The Number of sessions is not set per offering, as it can change depending on demand, so I cannot factor in the number of sessions from the offering date.
I have looked at the Oracle/SQL: Split two inter-related lists into independent cohorts but the question remains unanswered.
Normally I would do the inspection visually and assign users to cohorts, but I have tens of thousands of rows, and was hoping there was a more efficient way to do this with SQL. I am running MSSQL 2014.
I have tried using OUTER APPLY with the table on itself but I am not really getting the result I am looking for.
Could you point me in the right direction please?
SQL:
SELECT src.UserID
,src.GroupSessionDate
,src.StartTime
,src.DayofWeek
,src.Topic
,prevsessdata.GroupSessionDate
FROM GroupSessions src OUTER APPLY
(SELECT TOP 1 * GroupSessions prevsd WHERE src.Topic=prevsd.Topic
AND src.UserID=prevsd.UserID AND src.DayOfWeek=prevsd.DayOfWeek
AND src.StartTime=prevsd.StartTime
AND prevsd.GroupSessionDate<src.GroupSessionDate) prevsessdata
EDIT: Assumptions that can be made:
Desired output: For each Topic, StartTime, and DoW, list Cohort Start/End Dates.
Thanks!
I think you're looking for something like this:
; WITH T AS (
SELECT CONVERT(DATE, REPLACE(GroupSessionDate, '-', ' ')) GroupSessionDate, Topic, StartTime, [DayOfWeek]
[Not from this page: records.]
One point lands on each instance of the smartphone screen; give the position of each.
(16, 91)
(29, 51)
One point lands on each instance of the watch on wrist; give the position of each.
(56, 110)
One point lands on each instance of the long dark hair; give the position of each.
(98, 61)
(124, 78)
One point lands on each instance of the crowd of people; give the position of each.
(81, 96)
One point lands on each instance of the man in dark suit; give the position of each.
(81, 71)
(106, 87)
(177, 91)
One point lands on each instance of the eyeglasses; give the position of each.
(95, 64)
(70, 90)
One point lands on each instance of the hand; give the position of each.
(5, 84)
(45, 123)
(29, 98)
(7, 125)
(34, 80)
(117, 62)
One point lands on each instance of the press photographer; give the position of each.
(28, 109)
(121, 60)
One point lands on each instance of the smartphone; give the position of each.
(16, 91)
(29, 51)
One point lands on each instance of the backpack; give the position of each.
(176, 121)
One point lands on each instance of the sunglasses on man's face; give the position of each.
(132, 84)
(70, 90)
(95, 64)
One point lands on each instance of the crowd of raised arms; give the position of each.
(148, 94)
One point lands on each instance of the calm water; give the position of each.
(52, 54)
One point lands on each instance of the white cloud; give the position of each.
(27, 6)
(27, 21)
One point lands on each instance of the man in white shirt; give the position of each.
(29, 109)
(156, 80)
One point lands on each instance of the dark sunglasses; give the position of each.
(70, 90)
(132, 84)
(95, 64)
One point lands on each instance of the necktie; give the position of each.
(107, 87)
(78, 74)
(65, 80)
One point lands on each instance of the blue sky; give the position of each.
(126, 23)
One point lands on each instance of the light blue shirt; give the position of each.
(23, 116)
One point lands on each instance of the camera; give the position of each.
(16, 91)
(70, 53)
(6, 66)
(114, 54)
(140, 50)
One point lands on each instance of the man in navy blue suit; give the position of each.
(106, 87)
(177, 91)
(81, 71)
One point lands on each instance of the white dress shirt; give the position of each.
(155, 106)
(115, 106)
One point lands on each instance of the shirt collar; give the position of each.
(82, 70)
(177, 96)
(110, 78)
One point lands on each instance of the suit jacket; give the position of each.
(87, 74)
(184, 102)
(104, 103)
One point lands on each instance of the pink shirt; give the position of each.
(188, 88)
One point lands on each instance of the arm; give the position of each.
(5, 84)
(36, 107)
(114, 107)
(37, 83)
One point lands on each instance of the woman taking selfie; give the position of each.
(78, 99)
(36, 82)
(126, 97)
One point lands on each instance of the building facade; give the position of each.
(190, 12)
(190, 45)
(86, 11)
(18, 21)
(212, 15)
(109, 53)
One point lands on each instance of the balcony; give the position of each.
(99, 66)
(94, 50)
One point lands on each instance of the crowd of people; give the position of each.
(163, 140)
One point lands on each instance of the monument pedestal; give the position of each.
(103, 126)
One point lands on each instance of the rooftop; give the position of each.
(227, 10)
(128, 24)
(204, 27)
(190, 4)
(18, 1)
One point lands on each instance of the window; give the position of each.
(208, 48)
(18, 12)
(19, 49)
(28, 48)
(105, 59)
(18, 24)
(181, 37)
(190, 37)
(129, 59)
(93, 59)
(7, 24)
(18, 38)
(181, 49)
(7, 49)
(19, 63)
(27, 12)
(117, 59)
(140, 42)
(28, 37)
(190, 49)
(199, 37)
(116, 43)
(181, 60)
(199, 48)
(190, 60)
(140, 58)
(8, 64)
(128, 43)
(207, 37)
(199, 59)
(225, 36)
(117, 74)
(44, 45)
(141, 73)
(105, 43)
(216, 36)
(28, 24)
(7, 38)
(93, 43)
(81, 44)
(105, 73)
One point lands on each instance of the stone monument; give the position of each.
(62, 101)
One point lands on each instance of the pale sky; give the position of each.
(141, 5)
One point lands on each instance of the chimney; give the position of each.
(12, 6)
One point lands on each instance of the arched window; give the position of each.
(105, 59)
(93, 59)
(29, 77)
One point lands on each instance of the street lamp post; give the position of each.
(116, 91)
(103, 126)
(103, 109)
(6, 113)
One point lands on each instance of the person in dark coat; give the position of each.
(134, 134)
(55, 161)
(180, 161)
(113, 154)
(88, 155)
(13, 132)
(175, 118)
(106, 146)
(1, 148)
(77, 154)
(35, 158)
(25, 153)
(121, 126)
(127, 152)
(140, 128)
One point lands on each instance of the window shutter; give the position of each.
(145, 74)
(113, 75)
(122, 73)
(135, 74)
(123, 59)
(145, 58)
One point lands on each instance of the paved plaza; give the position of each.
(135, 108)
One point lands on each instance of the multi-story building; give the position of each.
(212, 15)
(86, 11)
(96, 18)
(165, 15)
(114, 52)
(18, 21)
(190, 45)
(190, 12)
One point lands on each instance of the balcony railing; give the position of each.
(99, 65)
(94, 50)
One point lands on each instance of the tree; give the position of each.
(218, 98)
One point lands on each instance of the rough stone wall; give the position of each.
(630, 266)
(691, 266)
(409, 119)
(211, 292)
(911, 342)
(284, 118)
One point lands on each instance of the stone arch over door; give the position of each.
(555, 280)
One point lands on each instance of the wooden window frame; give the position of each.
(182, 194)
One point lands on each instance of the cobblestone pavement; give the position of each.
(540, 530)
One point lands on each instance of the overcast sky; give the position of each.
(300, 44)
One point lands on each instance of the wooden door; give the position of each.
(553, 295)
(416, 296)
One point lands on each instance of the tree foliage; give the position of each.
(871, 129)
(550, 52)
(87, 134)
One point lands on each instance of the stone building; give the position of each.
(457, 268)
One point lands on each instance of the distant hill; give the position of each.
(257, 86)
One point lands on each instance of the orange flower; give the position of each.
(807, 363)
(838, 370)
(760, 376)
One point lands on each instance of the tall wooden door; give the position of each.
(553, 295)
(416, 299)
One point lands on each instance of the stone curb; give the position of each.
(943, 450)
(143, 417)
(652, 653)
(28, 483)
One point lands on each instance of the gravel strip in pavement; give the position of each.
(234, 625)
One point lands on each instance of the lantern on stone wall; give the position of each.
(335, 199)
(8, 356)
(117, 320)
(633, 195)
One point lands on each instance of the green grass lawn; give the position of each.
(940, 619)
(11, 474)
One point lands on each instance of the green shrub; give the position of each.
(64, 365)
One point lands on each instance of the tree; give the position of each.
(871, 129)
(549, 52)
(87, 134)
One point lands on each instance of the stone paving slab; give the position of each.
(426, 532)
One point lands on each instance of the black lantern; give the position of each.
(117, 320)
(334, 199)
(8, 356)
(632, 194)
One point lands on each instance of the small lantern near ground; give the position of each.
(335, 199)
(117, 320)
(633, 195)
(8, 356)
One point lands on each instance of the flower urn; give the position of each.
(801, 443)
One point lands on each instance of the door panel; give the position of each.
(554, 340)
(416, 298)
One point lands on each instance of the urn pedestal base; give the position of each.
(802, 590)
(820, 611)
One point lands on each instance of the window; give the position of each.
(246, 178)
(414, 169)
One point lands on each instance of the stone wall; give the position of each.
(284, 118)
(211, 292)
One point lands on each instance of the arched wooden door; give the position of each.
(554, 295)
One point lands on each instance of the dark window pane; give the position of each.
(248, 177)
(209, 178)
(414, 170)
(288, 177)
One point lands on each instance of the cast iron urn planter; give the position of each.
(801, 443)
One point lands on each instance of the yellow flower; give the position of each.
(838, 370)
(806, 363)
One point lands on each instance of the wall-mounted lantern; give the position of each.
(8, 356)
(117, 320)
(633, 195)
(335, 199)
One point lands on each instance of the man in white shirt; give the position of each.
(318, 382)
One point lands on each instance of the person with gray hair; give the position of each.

, STUFF((SELECT ', ' + CONVERT(NVARCHAR, UserID)
FROM GroupSessions
WHERE GroupSessionDate = G.GroupSessionDate
AND Topic = G.Topic
AND StartTime = G.StartTime
AND [DayOfWeek] = G.[DayOfWeek]
ORDER BY UserID
FOR XML PATH ('')), 1, 2, '') [Cohort]
FROM GroupSessions G
GROUP BY GroupSessionDate, Topic, StartTime, [DayOfWeek])
SELECT Cohort, MIN(GroupSessionDate) SessionStartDate, MAX(GroupSessionDate) SessionEndDate, Topic, StartTime, [DayOfWeek]
FROM T
GROUP BY Topic, StartTime, [DayOfWeek], Cohort, DATEDIFF(dd, 0, GroupSessionDate) % 7
ORDER BY MIN(GroupSessionDate)
A simple group by statement. Really, from what it looks like you're asking, all you need to do is group by topic, starttime, dayofweek and groupsessiondate to find each "cohort" then sort through that again to find the minimum / maximum dates for each of these.
If this isn't producing the right results, there's probably some other criterion you need to use to narrow it down a bit further.